Justice pour les victimes du chlordécone

06 avril 2022

Seize ans après les plaintes, les deux juges d’instruction du pôle santé publique du Tribunal judiciaire de Paris ont annoncé le 25 mars aux collectivités et associations plaignantes leur intention de clore l’enquête sur l’empoisonnement des Antilles au chlordécone sans prononcer de mise en examen, l’orientant ainsi vers un possible non-lieu.

Pour rappel, le chlordécone est un pesticide interdit aux USA dès 1976, mais, pour protéger les intérêts économiques de l’agrochimie, seulement 14 ans après en France. Pire, bien qu’il ait été impossible d’ignorer la toxicité de ce poison, il a continué à être autorisé dans les bananeraies de Martinique et de Guadeloupe par dérogation ministérielle jusqu’en 1993. Ce puissant pesticide a provoqué une pollution importante et durable des deux îles.

Selon Santé publique France, plus de 90% de la population adulte en Guadeloupe et Martinique est contaminée par le chlordécone, et les populations antillaises présentent un taux d’incidence du cancer de la prostate parmi les plus élevés au monde. Ces cancers de la prostate liés à l’exposition au chlordécone ont été reconnus comme maladie professionnelle en décembre 2021, ouvrant la voie à l’indemnisation d’exploitants et ouvriers agricoles. Mais ni des femmes malades qui travaillaient dans les bananeraies, ni des habitants contaminés par l’imprégnation des milieux naturels et de l’alimentation.

Auparavant, en 2006, plusieurs associations martiniquaises et guadeloupéennes avaient déposé plainte pour empoisonnement, mise en danger de la vie d’autrui et administration de substance nuisible.

Depuis 2008, le pôle santé publique du Tribunal judiciaire de Paris est chargé d’une information judiciaire, mais les juges d’instruction ont averti en 2021 que les faits seraient dans leur grande majorité prescrits.

En mai 2020, cinq cents habitants des Antilles exposés au chlordécone avaient pour leur part saisi le Tribunal administratif de Paris pour voir reconnu un préjudice d’anxiété. Se sont associées à cette action collective plusieurs organisations citoyennes et écologistes.

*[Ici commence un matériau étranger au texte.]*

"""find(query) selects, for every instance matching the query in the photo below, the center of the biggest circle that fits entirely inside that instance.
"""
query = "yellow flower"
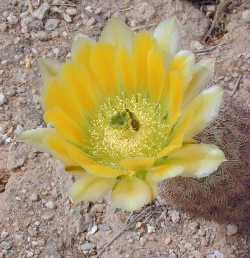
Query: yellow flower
(124, 111)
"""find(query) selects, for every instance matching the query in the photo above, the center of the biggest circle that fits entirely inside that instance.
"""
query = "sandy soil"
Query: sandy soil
(36, 216)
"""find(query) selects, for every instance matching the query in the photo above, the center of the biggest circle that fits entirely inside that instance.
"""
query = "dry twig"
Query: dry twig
(219, 10)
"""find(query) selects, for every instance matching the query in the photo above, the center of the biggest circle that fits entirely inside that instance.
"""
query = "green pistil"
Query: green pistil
(126, 127)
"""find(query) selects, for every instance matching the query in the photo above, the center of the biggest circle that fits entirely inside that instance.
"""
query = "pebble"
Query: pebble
(51, 24)
(3, 27)
(87, 247)
(40, 12)
(50, 205)
(150, 229)
(172, 255)
(232, 229)
(246, 15)
(2, 99)
(67, 18)
(47, 216)
(168, 240)
(41, 35)
(93, 230)
(196, 45)
(34, 197)
(6, 245)
(216, 254)
(71, 11)
(175, 216)
(18, 130)
(4, 234)
(29, 254)
(194, 226)
(12, 19)
(91, 21)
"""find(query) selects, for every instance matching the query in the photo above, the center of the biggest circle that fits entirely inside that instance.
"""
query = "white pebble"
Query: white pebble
(50, 205)
(2, 99)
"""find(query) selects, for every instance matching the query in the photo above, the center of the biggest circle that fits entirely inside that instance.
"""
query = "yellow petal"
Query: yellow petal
(131, 193)
(48, 68)
(175, 96)
(162, 172)
(81, 158)
(156, 73)
(117, 33)
(90, 188)
(202, 74)
(197, 160)
(143, 43)
(65, 125)
(197, 116)
(138, 163)
(204, 108)
(166, 33)
(102, 62)
(126, 71)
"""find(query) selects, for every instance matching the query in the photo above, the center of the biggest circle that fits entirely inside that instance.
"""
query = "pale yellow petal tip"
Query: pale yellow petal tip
(138, 163)
(131, 194)
(49, 68)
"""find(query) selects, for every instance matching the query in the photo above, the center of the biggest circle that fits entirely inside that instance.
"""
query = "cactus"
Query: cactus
(225, 195)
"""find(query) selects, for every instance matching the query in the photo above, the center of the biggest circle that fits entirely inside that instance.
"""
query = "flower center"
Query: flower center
(125, 127)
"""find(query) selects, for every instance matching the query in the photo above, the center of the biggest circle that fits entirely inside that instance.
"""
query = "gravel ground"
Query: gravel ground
(37, 218)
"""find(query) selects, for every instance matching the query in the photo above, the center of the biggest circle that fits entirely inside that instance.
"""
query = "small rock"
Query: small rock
(2, 99)
(18, 238)
(3, 27)
(175, 216)
(4, 234)
(216, 254)
(42, 35)
(172, 255)
(143, 12)
(41, 11)
(67, 18)
(47, 216)
(87, 247)
(18, 130)
(232, 229)
(150, 229)
(29, 254)
(89, 8)
(211, 8)
(91, 21)
(194, 226)
(34, 197)
(71, 11)
(12, 19)
(246, 15)
(168, 240)
(196, 45)
(92, 230)
(51, 24)
(50, 205)
(6, 245)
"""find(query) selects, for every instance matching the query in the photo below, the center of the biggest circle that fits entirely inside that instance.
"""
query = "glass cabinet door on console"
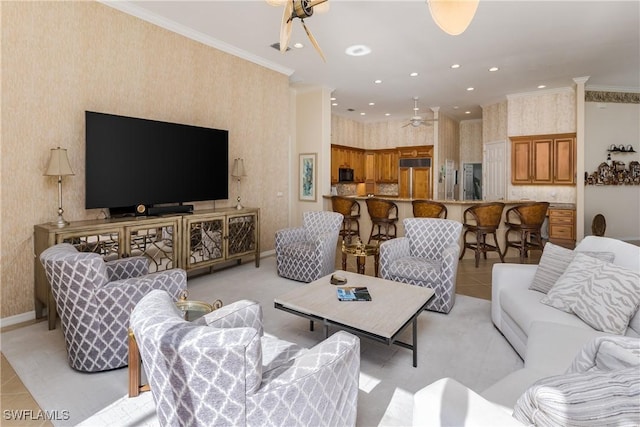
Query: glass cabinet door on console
(205, 243)
(155, 240)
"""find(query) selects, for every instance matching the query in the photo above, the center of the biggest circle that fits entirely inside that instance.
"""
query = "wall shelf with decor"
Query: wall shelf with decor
(614, 174)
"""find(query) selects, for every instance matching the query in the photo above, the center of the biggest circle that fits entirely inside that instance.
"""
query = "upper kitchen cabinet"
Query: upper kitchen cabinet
(347, 157)
(386, 166)
(417, 151)
(543, 159)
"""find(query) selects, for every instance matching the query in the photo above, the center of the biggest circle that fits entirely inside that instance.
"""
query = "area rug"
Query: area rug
(463, 345)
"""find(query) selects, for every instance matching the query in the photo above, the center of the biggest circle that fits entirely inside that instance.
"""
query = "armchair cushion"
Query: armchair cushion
(426, 256)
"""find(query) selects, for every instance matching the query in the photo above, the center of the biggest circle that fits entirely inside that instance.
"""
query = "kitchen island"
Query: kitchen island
(455, 211)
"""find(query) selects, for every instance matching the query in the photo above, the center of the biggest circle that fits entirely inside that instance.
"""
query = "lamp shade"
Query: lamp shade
(58, 163)
(453, 16)
(238, 168)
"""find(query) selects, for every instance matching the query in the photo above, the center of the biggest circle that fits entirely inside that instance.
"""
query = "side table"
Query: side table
(191, 310)
(361, 251)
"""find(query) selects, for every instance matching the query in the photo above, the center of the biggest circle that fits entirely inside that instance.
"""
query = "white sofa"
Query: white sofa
(546, 338)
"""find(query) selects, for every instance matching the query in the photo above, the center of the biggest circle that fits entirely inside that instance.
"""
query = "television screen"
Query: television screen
(132, 161)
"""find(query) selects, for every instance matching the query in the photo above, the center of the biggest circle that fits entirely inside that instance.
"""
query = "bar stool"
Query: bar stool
(383, 214)
(482, 219)
(350, 210)
(526, 221)
(429, 209)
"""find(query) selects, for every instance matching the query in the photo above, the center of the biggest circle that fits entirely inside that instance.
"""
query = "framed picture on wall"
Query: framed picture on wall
(308, 177)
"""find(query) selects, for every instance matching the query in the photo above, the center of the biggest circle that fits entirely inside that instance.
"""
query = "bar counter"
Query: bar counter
(455, 211)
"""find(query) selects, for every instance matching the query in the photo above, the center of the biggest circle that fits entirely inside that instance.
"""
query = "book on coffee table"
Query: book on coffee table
(354, 293)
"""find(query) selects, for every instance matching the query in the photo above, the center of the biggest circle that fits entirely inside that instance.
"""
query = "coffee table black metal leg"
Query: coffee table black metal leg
(415, 342)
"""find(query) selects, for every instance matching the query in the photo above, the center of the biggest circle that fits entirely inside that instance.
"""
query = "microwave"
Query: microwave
(345, 175)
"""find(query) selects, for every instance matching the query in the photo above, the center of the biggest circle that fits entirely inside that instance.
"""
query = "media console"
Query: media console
(190, 241)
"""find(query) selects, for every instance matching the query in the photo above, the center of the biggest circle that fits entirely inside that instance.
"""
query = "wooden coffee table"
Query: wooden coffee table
(393, 307)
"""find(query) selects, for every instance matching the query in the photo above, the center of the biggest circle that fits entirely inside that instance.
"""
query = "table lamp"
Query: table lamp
(238, 172)
(59, 166)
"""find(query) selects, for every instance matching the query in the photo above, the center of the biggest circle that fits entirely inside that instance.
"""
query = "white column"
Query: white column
(580, 150)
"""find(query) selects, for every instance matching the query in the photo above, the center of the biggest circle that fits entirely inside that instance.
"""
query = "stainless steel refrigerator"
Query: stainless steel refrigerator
(472, 181)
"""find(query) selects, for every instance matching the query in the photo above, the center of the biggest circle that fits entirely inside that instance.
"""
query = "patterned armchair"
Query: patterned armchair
(309, 252)
(426, 256)
(95, 298)
(222, 370)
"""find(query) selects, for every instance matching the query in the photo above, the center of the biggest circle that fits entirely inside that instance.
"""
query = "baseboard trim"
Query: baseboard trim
(29, 316)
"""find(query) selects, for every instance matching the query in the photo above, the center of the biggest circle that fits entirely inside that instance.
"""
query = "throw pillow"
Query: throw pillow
(602, 294)
(593, 398)
(554, 261)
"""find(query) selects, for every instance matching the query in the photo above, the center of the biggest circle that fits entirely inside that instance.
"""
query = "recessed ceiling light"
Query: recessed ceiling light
(358, 50)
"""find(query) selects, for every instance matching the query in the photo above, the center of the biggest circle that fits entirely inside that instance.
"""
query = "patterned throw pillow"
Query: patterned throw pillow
(595, 398)
(602, 294)
(554, 261)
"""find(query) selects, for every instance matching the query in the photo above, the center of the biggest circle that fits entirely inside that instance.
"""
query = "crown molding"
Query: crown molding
(596, 88)
(145, 15)
(541, 92)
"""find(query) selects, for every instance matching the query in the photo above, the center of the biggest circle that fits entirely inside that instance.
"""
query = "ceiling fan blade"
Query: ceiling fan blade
(313, 40)
(285, 28)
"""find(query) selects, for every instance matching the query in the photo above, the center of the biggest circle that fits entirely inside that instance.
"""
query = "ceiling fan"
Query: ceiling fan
(417, 120)
(300, 9)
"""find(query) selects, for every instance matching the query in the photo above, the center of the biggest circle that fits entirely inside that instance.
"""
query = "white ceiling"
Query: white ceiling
(532, 42)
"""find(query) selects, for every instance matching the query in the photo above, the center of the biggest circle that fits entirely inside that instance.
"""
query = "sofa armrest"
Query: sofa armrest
(508, 275)
(239, 314)
(125, 268)
(329, 372)
(446, 402)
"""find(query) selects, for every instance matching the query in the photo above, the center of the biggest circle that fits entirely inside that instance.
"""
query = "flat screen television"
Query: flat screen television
(133, 162)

Dans cette affaire, parmi les parties civiles figure la collectivité territoriale de la Martinique qui avait dénoncé en octobre 2021 un scandale sanitaire d’État, avec des répercussions mortifères sur la population. 

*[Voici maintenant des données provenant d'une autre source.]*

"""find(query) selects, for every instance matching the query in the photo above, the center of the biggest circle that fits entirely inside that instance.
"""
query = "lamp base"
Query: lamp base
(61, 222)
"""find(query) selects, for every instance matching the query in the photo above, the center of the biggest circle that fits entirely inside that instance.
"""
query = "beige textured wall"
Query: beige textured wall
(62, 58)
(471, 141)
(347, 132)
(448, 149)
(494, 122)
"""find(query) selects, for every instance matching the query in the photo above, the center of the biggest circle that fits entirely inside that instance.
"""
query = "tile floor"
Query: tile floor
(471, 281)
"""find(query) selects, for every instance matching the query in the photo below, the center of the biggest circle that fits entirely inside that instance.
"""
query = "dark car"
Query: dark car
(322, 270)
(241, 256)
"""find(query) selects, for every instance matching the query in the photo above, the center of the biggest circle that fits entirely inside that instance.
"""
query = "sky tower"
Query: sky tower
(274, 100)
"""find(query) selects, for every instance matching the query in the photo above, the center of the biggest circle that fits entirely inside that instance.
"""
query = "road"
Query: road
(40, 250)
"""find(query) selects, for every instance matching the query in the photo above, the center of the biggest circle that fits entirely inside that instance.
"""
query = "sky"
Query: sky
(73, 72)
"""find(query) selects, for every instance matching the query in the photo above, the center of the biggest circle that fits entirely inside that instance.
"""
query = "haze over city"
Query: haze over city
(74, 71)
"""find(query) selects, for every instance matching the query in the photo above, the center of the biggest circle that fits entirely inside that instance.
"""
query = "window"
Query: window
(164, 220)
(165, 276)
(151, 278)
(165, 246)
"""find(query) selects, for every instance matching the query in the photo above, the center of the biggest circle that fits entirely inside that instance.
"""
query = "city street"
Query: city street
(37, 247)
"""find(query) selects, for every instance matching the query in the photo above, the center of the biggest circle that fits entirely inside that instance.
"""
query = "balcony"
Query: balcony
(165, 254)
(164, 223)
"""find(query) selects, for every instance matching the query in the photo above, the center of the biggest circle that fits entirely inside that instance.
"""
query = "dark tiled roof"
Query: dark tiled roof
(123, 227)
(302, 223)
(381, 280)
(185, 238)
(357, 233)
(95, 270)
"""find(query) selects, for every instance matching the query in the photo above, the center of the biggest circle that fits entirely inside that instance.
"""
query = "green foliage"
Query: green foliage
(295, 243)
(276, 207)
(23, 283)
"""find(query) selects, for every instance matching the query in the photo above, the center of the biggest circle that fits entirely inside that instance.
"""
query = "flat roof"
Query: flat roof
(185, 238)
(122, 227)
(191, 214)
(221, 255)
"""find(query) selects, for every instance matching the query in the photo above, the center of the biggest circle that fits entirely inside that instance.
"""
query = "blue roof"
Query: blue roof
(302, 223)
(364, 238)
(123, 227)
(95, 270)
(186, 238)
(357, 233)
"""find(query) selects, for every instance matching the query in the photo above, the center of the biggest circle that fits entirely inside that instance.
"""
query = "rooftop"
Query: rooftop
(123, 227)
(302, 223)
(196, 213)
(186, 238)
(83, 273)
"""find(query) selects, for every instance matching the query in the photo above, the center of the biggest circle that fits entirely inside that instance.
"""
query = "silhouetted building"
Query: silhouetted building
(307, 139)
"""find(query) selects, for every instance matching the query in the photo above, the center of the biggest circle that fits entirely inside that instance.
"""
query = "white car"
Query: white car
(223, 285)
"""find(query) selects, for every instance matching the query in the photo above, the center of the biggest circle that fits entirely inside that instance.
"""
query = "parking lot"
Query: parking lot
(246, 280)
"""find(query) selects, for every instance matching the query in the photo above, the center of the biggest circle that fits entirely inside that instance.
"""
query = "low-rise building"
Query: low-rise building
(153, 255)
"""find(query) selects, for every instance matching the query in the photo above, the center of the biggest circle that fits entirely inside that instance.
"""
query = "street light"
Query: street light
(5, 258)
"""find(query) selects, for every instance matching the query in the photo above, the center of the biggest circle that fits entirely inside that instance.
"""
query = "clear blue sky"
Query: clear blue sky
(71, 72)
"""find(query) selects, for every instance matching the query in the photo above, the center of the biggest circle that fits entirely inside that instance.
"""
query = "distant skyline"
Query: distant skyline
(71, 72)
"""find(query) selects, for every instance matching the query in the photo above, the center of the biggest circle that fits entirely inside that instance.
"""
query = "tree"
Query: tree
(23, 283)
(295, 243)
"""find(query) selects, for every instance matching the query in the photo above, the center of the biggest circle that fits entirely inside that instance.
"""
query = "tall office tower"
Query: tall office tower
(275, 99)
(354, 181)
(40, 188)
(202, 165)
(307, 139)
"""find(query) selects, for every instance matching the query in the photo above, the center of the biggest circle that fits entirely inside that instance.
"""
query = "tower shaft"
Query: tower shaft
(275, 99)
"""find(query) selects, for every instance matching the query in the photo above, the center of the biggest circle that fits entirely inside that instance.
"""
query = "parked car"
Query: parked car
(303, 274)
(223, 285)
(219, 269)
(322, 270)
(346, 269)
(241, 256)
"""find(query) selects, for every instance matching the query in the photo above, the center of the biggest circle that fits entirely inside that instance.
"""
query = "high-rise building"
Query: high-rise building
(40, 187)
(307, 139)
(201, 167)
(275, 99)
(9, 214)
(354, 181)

L’association « Pour une écologie urbaine » a dénoncé la tournure que prend cette scandaleuse affaire car on s’achemine vers un déni de justice. Après quinze ans d’instruction et en l’état actuel du droit en vigueur, aucune mise en examen n’a été prononcée, ce qui laisse craindre une décision de non-lieu. 

La possible prescription de l’action publique avait déjà suscité indignation et colère dans les Antilles fin février 2021 quand plusieurs milliers de Martiniquais avaient défilé dans les rues de Fort-de-France. 

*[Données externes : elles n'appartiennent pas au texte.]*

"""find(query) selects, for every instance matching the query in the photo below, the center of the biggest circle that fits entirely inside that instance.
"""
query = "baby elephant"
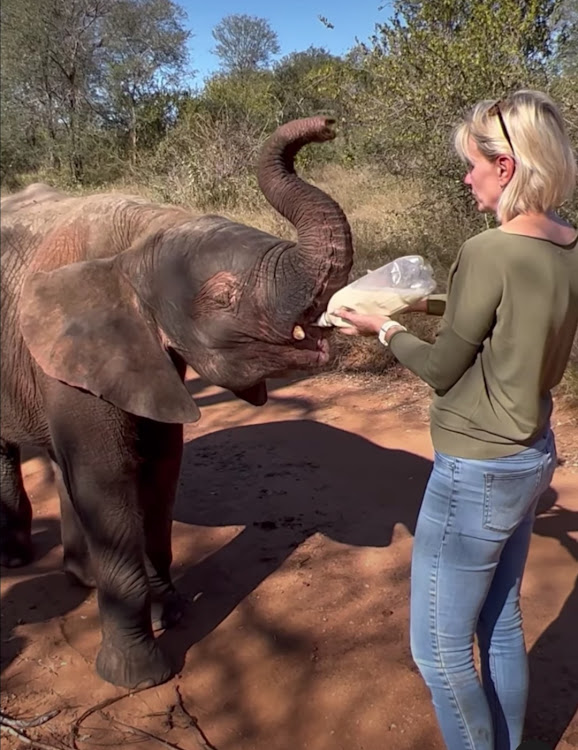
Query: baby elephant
(105, 300)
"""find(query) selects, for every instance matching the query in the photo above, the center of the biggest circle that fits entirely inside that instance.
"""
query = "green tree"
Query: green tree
(433, 60)
(244, 43)
(143, 59)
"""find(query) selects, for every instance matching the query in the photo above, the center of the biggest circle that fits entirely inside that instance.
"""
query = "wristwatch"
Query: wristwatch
(385, 328)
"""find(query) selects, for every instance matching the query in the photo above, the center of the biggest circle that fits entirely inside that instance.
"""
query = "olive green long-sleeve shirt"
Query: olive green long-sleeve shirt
(505, 339)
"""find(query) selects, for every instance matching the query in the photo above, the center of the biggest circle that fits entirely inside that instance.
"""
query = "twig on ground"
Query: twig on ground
(98, 707)
(28, 741)
(194, 722)
(144, 733)
(8, 721)
(13, 727)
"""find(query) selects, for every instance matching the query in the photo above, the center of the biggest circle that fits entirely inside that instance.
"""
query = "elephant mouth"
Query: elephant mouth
(314, 348)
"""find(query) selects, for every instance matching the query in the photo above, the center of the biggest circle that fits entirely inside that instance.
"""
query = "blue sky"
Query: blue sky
(296, 23)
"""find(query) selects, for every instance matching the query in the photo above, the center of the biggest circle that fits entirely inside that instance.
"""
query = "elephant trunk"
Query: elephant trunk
(324, 250)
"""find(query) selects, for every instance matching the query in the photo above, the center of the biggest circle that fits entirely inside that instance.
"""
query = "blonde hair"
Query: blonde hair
(545, 174)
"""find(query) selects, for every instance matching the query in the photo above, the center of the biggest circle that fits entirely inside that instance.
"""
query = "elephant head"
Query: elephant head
(235, 303)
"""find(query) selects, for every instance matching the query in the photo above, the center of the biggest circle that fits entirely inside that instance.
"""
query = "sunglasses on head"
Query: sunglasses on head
(495, 110)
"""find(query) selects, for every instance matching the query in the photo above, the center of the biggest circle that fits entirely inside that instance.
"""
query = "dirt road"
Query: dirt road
(292, 539)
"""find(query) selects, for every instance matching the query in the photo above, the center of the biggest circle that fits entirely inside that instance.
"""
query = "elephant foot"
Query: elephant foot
(133, 666)
(168, 611)
(17, 549)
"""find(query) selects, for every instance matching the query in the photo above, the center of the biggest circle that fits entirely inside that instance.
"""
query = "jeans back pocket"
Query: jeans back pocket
(508, 496)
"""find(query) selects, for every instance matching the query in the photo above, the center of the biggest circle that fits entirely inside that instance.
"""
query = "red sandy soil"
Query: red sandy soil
(292, 539)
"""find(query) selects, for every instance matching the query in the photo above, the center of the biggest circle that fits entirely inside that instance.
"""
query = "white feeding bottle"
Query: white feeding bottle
(385, 291)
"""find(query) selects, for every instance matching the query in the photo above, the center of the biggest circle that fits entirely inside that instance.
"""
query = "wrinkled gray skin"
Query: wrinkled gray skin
(105, 300)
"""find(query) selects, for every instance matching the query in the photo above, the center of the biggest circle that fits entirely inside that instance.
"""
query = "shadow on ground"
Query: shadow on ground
(282, 484)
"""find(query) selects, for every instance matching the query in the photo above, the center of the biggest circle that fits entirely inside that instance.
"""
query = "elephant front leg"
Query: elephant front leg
(109, 512)
(159, 481)
(96, 447)
(15, 510)
(77, 564)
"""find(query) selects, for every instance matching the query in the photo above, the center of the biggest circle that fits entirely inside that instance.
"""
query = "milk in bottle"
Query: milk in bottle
(385, 291)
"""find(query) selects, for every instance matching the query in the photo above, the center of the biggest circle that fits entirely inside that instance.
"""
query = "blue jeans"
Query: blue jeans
(469, 553)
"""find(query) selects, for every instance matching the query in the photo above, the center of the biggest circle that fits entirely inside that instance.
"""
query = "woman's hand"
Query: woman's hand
(361, 325)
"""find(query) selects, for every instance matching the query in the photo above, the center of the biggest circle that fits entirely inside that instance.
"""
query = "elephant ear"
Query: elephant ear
(83, 326)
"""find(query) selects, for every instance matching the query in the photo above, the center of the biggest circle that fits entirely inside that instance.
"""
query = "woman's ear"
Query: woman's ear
(83, 326)
(506, 166)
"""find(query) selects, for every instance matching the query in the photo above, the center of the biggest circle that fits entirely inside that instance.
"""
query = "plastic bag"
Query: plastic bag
(385, 291)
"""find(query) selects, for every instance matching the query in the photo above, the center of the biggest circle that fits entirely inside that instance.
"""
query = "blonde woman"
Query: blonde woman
(509, 320)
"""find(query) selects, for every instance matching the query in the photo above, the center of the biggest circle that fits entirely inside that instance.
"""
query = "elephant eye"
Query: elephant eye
(219, 292)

Pour Harry Durimel, maire écologiste de Pointe-à-Pitre et avocat historique des victimes du chlordécone, l’affaire n’est pas terminée. Pour ce dernier, le motif invoqué, ce n’est pas qu’il n’y a pas de coupable, c’est qu’il serait trop tard pour agir alors que l’empoisonnement massif par le chlordécone dans nos sols et nos corps est une infraction continue

Profondément respectueux de l’indépendance de l’autorité judiciaire, Génération Écologie déplore que les procédures prennent un temps infini, en particulier du fait des comportements de l’agrochimie, la justice est ainsi amenée à rendre des conclusions surréalistes.

Génération Écologie réitère sa revendication de justice pour les victimes de chlordécone, soutient les recours des plaignantes et plaignants et demande réparation. C’est possible en commençant par un changement du modèle agroécologique grâce à la capacité de la Guadeloupe et de la Martinique à construire une souveraineté alimentaire sans pesticide. La reconnaissance du cancer de la prostate comme maladie professionnelle par le gouvernement n’est pas suffisante. Rappelons enfin l’engagement de Yannick Jadot, candidat écologiste à l’élection présidentielle, en faveur de la dépollution des sols et de l’indemnisation de l’ensemble des victimes du chlordécone.

Génération Écologie souligne l’importance du scrutin présidentiel ce samedi 9 avril aux Antilles-Guyane pour que la population puisse dire NON à la toute-puissance des lobbys de l’agro-chimie qui méprisent le vivant et notre santé.